When we get to the point of finally having to let go, I believe that the hardest part is not being able to fully and accurately communicate to them how we feel. I don’t know any pet owners who don’t speak to their pets as if they are human and can understand us. We do it, in part, because it’s fun. We also do it because we hope that, somehow, they will understand. When it’s time to say goodbye, we tell them how much we love them and will miss them knowing full well they don’t understand what we are saying. We must hope that, throughout their lifetime, they experienced and understand our love for them by the way we cared for them.

Regrettably, I was not able to be with her at the very end. I always called her my dog, but she was my parents’ dog, I just continued to claim her as my own even after I graduated college, got married, and adopted a dog of my own. For the first 4 years of her life, I was in college, coming home during the summer and during the holidays. She slept in my bed with me every night when I was home. After I graduated and moved out, I frequently took care of her when my parents were out of town. She knew that whenever I was around that she could get on the furniture with me, even though she was never allowed on the furniture with my parents. Whenever I spent the night at my parents’ house, she would hop onto the bed with me. She was always my puppy.

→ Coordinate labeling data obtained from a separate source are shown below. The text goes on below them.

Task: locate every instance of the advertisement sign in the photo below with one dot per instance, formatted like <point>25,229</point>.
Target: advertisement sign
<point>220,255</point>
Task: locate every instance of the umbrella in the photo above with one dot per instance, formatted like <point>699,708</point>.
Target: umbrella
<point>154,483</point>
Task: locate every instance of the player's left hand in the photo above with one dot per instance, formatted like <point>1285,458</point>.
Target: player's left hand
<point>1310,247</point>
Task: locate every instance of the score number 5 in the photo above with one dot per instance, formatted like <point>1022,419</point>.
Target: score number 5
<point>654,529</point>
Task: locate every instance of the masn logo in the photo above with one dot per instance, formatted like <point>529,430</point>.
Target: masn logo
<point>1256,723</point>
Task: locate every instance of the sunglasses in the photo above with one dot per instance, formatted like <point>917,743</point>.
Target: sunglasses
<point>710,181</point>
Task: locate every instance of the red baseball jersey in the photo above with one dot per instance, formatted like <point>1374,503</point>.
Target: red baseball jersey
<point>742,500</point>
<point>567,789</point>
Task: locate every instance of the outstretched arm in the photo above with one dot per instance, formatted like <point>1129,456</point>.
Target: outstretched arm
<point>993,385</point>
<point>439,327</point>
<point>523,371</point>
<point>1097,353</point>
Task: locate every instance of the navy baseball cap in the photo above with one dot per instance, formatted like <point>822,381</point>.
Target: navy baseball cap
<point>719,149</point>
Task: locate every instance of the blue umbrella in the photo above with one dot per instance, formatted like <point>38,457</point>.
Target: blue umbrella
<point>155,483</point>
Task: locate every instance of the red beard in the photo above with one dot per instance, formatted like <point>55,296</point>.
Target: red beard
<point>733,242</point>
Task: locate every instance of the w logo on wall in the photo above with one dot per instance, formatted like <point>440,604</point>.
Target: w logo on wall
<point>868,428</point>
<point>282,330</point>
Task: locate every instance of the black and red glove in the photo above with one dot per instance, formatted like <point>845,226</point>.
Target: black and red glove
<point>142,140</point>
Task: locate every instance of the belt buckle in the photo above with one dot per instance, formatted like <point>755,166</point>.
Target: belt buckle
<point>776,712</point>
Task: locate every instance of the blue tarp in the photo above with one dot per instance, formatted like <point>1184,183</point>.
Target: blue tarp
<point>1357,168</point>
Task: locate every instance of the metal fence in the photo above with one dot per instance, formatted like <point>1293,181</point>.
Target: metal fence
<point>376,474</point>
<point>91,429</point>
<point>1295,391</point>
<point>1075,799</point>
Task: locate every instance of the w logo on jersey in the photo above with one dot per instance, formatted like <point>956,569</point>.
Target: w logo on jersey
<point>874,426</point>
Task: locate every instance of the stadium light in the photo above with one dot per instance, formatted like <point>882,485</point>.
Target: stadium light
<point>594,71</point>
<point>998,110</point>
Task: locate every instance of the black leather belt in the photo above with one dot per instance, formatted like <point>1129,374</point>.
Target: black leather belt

Her health had been declining over the last several years, but her final morning she seemed to be her normal self. She went for her normal walk in the woods, played with my dad before work, and snoozed on her bed near my mom. By that evening, everyone knew the inevitable outcome. My parents were both with her to the very end, holding her close in a private room at the emergency vet as her eyes closed for the last time. Even with the pain she was feeling and the uncertainty of being in a strange room at the vet, as long as my parents were with her, she was calm, finding safety and comfort in their arms.

I like to think that one day she will be reunited with my parents in heaven. She will be running around like crazy, her body fully restored to health. One day she will hear her favorite phrase in the world, “Dad’s home!” She will run towards him with every ounce of speed that she has and, much to my mom’s chagrin, will give my dad a giant lick on the face.